Most of the instructions below are for benchmarking and testing block aligner.

## Data
Some Illumina/Nanopore (DNA), Uniclust30 (protein), and SCOP (protein profile) data are used in some tests and benchmarks.
You will need to download them by following the instructions in the [data readme](data/README.md).

## Test
1. `scripts/test_avx2.sh` or `scripts/test_wasm.sh`

CI will run these tests when commits are pushed to this repo.

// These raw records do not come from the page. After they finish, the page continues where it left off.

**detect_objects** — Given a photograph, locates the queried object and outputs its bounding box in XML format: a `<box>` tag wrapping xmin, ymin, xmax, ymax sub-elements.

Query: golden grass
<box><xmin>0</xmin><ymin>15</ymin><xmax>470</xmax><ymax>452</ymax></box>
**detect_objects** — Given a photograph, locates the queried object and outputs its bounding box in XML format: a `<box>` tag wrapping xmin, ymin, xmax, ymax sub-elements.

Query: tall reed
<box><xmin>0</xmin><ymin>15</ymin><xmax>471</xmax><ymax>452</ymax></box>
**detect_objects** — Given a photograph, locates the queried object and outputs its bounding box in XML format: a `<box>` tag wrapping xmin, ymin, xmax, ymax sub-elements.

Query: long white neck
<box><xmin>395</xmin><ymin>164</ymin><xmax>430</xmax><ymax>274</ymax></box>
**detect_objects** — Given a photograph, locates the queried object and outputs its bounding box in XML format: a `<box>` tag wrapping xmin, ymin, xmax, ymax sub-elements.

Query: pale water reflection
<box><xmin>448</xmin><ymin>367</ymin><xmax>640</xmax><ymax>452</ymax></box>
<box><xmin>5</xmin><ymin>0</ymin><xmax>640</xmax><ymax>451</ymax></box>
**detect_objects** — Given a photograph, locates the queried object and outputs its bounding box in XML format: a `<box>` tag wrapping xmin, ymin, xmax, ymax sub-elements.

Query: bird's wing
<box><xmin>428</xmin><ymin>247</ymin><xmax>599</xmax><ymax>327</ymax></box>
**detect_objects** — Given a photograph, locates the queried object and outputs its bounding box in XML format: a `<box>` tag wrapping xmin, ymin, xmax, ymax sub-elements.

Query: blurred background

For assessing the accuracy of block aligner on random data, run `scripts/accuracy_avx2.sh`,
`scripts/x_drop_accuracy_avx2.sh`, or `scripts/accuracy_wasm.sh`.
For Illumina/Nanopore or Uniclust30 data, run `scripts/nanopore_accuracy.sh` or
`scripts/uc_accuracy.sh`.

For debugging, there exists a `debug` feature flag that prints out a lot of
useful info about the internal state of the aligner while it runs.
There is another feature flag, `debug_size`, that prints the sizes of blocks after they grow.
To manually inspect alignments, run `scripts/debug_avx2.sh` with two sequences as arguments.

## Docs
1. `scripts/doc_avx2.sh` or `scripts/doc_wasm.sh`

This will build the docs locally.

## Compare
Edits were made to [Hajime Suzuki](https://github.com/ocxtal)'s adaptive banding benchmark code
and difference recurrence benchmark code. These edits are available [here](https://github.com/Daniel-Liu-c0deb0t/adaptivebandbench)
and [here](https://github.com/Daniel-Liu-c0deb0t/diff-bench-paper), respectively.
Go to those repos, then follow the instructions for installing and running the code.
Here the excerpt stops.